I was yapping with my friend Spencer at the Buffalo, a gay bar in Las Vegas, when a pal of his interrupted us. He’d just come from the Erasure concert at the Hard Rock Hotel, and it was awesome, and he hoped to meet the lead singer, Andy Bell, later that night. The man’s plan was to hang at Eagle, where he met Andy by happenstance last year. After grunting loudly to express my frustration at having missed the concert, I seriously considered tagging along. Luckily for me, I chose not to.
Fast-forward to an hour later at FreeZone, another family joint across the street. I was standing in line for a drink, surveying the bar for cuties to leer at, when whom should I see at a lone video poker machine not thirty feet away? Mr. “Chains of Love” himself. For all the nights I’d wasted away inside FreeZone’s familiar walls, this was my first celebrity spotting. My goal was to play it cool.
The back story on me and Andy is that I had a huge fascination with him during my childhood in England, which he, of course, knew nothing about. (What a story, eh?) While I was obsessively listening to Wonderland, The Innocents and Wild, Andy was riding a wave of global fame and fortune with his partner in chime, Vince Clark. I once sent away to join their fan club, but the five-pound membership fee was too steep for my ten-year-old budget.
So there we were sixteen years later at a gay bar in Las Vegas. Though I’d stopped following synth-pop years ago after teen angst kicked in and I discovered Hole and Nirvana, Erasure still held a place in my heart. (After all, they’d gotten there before Courtney Love and Kurt Cobain, and I could always play Erasure with my mom in the car.) The decision I faced at that moment was whether or not I should approach him.
Andy was talking to only one other person—no bodyguards or rock star entourage—so I knew a physical introduction was entirely possible. The dilemma was this: Could I keep it cool and ask for a handshake, which I prefer over an autograph, without becoming a ten-year-old girl? And if I do that, will he be nice to me?
The deliberation process took about an hour, during which I could barely hold a conversation. Friends would try to talk to me and I’d respond with a blank, “Yeah, cool,” no matter the discussion. Being honest about why I was distracted was not an option; we were at a gay bar and the last thing I wanted to do was to blow Andy’s cover. This sounds noble, but my motive was purely selfish: if everyone found out he was there, my chances at a handshake would disappear.
Finally I made my move. I carefully scanned all those within a seven-foot radius to be sure I wasn’t going to be stopped by some Brit football hooligan acting as personal security. The coast was clear. On the verge of a stutter, I tapped Andy Bell on the shoulder and said, “Excused me, but are you who I think you are?”
“I am,” he replied simply.
“Oh, man. Wow. Whoa, I’m like, such a fan of you guys,” I stammered. The ten-year-old girl was surfacing. “Can I just, like, shake your hand?”
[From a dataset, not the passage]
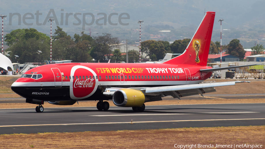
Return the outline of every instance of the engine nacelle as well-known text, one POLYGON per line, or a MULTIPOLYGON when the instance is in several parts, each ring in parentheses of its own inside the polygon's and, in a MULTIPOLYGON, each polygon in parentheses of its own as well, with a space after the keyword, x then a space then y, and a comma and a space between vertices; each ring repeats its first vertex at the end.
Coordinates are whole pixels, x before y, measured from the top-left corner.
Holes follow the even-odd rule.
POLYGON ((70 101, 48 101, 49 103, 56 105, 72 105, 76 102, 76 101, 72 100, 70 101))
POLYGON ((145 95, 142 92, 130 89, 120 89, 113 94, 112 101, 119 107, 140 107, 145 102, 145 95))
“Sure,” said Andy Bell, his grip firm and cordial. Eyeing his empty Corona, I offered to buy him a drink. This was my litmus test to see if he wanted me around. Since he clearly needed a new beer, I figured he’d say he was fine if he wanted me gone, and allow me to buy him a new one if he were up for conversation.
Turns out I was wrong: he accepted my Corona but then didn’t want to talk. I was okay with this, and still am. Because what did I want from Andy Bell, really? Nothing. I wanted to shake his hand. I wanted to tell him that I like his music, and I did, completing a circle I started as a ten-year-old kid—a misplaced American boy in his bedroom in England, singing along to “Respect,” with no real understanding of the lyrics, and less of the man behind them.